Outro aspecto colocado por Nuno é que os vendedores de insumos, claro, não “gostam” das PANCs. “Porque incentivariam a proliferação de espécies que se autopreservam, sem a necessidade de sementes; que exigem pouco fertilizante e que têm muito menor necessidade de controle de pragas e doenças? É claro que vão preferir hortaliças convencionais mais demandantes de insumos como o tomate, a batata, a batatinha, o brócolis e a couve-flor”.

Literatura

Para quem quiser se aprofundar no universo das PANCs, Nuno recomenda alguns livros: o do próprio Valdely, já citado acima; o “Plantas Para o Futuro” do Ministério do Meio Ambiente e o “Alimentos Regionais Brasileiro do Ministério da Saúde”, dos quais ele foi colaborador, além do Manual de Hortaliças Tradicionais, produzido pela Equipe da Embrapa Hortaliças.


Como consumir uma PANC?

Assim como todos vegetais que conhecemos, cada PANC apresenta uma forma diferente de preparo. Muitas plantas podem ser consumidas in natura, na forma de suco ou em saladas. Outras podem ser ingeridas cozidas ou refogadas, e existem ainda aquelas que obrigatoriamente devem passar por cozimento para eliminar substâncias que podem causar problemas à saúde. Outras, porém, são cozidas apenas para tornarem-se mais macias ou, por necessidade, para eliminar alguma substância tóxica, como é o caso da Taioba.


Exemplos de PANCS

  • Azedinha (Rumex acetosella): Suas folhas apresentam sabor ácido e podem ser usadas em saladas e sucos.

  • Beldroegão (Talinum paniculatum): Pode-se utilizar suas folhas in natura ou refogadas. Suas sementes também são comestíveis.

  • Capuchinha (Tropaeolum majus): Podem ser consumidas as folhas, flores e sementes dessa planta. Ela possui sabor picante e costuma ser preparada em molhos, patês, pães e saladas, por exemplo.

  • Capiçoba (Erechtites valerianifolius): Pode ser usada crua, em saladas, e refogada ou ainda como tempero. Possui sabor picante.

  • Caruru (Amaranthus spp.): Apresenta sabor semelhante ao espinafre e, para seu consumo, deve ser branqueada.
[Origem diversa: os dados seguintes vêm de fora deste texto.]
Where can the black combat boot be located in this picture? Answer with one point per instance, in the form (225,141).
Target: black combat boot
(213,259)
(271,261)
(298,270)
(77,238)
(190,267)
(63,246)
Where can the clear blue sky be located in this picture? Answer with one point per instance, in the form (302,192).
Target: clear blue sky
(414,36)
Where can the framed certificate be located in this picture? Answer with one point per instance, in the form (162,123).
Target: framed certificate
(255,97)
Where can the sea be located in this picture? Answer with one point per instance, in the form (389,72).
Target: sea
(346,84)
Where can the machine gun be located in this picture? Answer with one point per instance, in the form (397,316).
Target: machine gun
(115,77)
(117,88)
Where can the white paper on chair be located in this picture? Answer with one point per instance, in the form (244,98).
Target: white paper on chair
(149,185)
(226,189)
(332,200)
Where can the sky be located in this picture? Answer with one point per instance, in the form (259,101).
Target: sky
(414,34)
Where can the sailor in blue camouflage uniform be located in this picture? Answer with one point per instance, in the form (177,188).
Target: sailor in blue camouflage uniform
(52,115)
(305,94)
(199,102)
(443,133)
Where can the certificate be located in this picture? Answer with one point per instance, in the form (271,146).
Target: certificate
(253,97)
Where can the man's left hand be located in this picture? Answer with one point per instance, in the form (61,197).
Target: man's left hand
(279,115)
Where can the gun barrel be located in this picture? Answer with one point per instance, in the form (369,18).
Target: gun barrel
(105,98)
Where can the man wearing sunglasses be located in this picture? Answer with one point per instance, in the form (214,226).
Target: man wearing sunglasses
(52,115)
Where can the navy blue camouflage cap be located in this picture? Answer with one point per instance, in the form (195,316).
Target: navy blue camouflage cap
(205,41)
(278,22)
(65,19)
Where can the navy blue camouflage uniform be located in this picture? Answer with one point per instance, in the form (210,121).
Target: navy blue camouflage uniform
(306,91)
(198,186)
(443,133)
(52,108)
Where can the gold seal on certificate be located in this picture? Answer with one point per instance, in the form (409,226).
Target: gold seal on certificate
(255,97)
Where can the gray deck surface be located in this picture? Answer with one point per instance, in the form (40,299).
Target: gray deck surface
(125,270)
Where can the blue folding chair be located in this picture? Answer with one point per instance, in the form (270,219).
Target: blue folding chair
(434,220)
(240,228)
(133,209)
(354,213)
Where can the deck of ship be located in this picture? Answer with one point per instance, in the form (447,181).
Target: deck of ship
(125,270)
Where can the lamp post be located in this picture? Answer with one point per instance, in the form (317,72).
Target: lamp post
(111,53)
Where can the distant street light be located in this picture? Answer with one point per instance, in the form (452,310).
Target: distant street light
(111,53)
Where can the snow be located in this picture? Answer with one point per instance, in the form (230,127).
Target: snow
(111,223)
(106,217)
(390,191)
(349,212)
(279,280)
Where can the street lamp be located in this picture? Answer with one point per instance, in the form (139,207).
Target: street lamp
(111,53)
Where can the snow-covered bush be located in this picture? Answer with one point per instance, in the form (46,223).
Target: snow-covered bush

É usada no acompanhamento de carnes ou preparada com o feijão.

  • Ora-pro-nóbis (Pereskia aculeata, Pereskia bleo e Pereskia grandifolia): Destaca-se por ser rica em proteínas e fibras. Utilizada em recheios e como corante. Folhas e frutos são comestíveis.

  • Taioba (Xanthosoma taioba): As folhas, os talos e batata podem ser consumidas, entretanto devem ser branqueadas ou cozidas. Esse vegetal não deve ser comido cru.

Maria Teresa Leal é jornalista, pós-graduada em Gestão Estratégica da Comunicação pela PUC Minas. Trabalhou nos jornais ‘Hoje em Dia’ e ‘O Tempo’ e foi analista de comunicação na Federação da Agricultura e Pecuária de MG.